Apparently any commemoration of the battle of Evesham, which raged 748 years ago this day, will find the area around Battlewell nicely razed of the intense underbrush I spoke of last month. In fact, a member of the Simon de Montfort Society, based in Evesham, took exception to my description and offered a few points of clarification below. Personally, all the growth had allowed me to experience the condition of the field as it would have been on that fateful day. Moreover, it gave me a legitimate reason to hack away with me nephew’s sword, as opposed to giving in to mere campy temptation.
1. When you visited I was waiting for the contractor who does the mowing to turn up & had been waiting for several weeks. In fact the mowing was done about a week later, together with trimming of some smaller & more sensitive areas, where the tractor-drawn mower is not desirable.
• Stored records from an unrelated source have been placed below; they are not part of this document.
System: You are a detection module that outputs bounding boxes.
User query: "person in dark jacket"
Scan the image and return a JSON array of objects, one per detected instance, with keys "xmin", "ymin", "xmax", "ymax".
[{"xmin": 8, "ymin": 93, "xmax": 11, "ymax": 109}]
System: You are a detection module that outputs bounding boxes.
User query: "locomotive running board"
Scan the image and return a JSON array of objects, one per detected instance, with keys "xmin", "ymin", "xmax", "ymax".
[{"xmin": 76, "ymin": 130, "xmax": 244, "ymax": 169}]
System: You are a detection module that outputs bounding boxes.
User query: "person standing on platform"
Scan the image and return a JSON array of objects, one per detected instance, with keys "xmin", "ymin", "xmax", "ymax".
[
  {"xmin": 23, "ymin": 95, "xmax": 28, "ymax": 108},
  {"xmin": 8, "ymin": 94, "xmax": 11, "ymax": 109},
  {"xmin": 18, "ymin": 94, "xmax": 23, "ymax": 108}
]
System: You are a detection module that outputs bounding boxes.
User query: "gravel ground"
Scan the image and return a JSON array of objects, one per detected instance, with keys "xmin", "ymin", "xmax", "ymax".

If you visited today it would look very different.
2. It is nothing to do with English Heritage. They have no involvement in the maintenance regime.
3. Following detailed professional archaeological excavation the ‘battlewell’ was cleaned out & partially re-modelled for prescribed wildlife conservation reasons, For further maintenance & refurbishment reasons we have subsequently attempted to drain it but only partially successfully so far.
4. That archaeology was carried out last February (as a continuation of that carried out in 2011). The excavation would have been done about 2/3 weeks after I met you in London! The definite opinion of the professional archaeologists is that the pond is not of medieval date. From such artefacts & construction materials that have been found their opinion is that it is relatively modern – probably late Victorian/Edwardian. The conclusion therefore has to be that the existing pond is not the ‘battlewell’, which is what I have suspected for a long time. Of course our problem now is to identify where the ‘real’ battlewell is! We suspect it is very nearby but quite likely to be outside our field.